Análisis

  • Alberto Torres López. Director Jurídico de Sepín. Abogado. Presidente de la Sección de Arrendamientos Urbanos y Propiedad Horizontal del ICAM

Entrevista a Alberto Torres: “Se avecinan tiempos convulsos para los contratos de arrendamiento”

A medida que se doblega la curva de contagios, la emergencia sanitaria del Covid 19 ha ido mutando hacia una crisis económica y social en la que cada vez son más los hogares, los trabajadores autónomos y las pequeñas y medianas empresas que afrontan dificultades para sufragar los alquileres de viviendas y locales comerciales.
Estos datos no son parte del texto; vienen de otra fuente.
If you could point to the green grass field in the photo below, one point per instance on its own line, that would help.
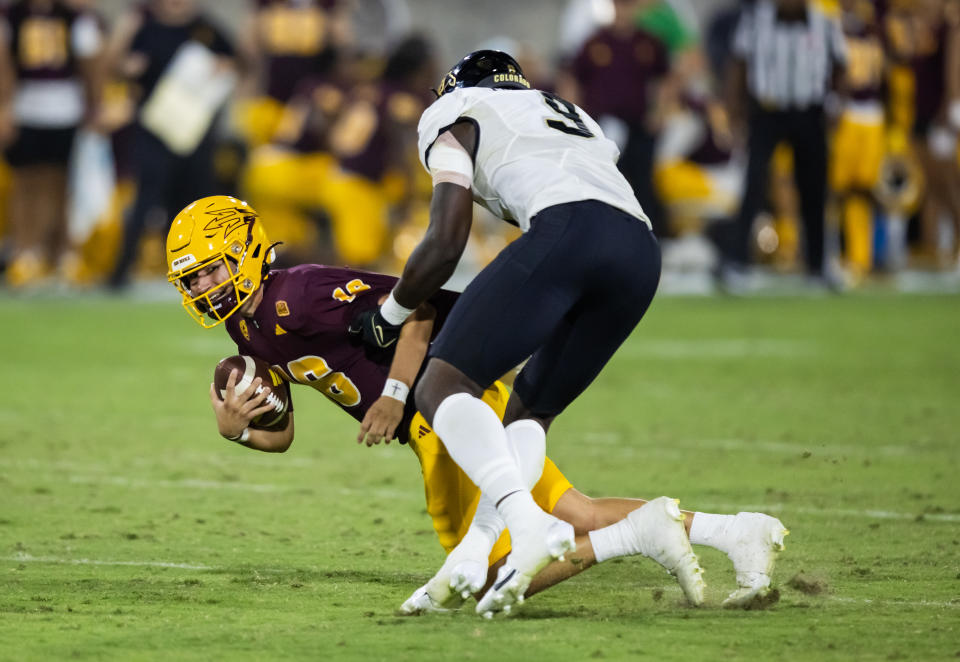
(129, 530)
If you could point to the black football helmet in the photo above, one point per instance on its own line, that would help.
(484, 69)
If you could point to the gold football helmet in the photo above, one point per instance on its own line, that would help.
(207, 231)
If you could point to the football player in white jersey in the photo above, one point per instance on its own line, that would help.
(566, 294)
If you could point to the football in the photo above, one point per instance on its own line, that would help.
(249, 368)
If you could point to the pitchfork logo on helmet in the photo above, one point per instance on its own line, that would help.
(484, 69)
(208, 231)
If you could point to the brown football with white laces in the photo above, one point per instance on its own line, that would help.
(249, 368)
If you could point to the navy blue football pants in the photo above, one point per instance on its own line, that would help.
(566, 294)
Para trazar la hoja de ruta a seguir por arrendatarios y arrendadores en una situación inédita, el marco legislativo de los arrendamientos urbanos se ha visto modificado recientemente mediante dos nuevos reales decretos leyes.

Disposiciones que el abogado Alberto Torres, director jurídico de Sepín, considera necesarias pero exiguas, con un alcance muy limitado especialmente en el ámbito de los locales comerciales que augura un aumento de la litiogisidad en un ámbito abonado a la volatilidad normativa. Para el también presidente de la Sección de Arrendamientos Urbanos, con la aprobación de estas medidas se abre una etapa estratégica en la que arrendadores y arrendatarios deberán buscar un acuerdo o prepararse para una fase más incierta que recomienda evitar la del procedimiento judicial.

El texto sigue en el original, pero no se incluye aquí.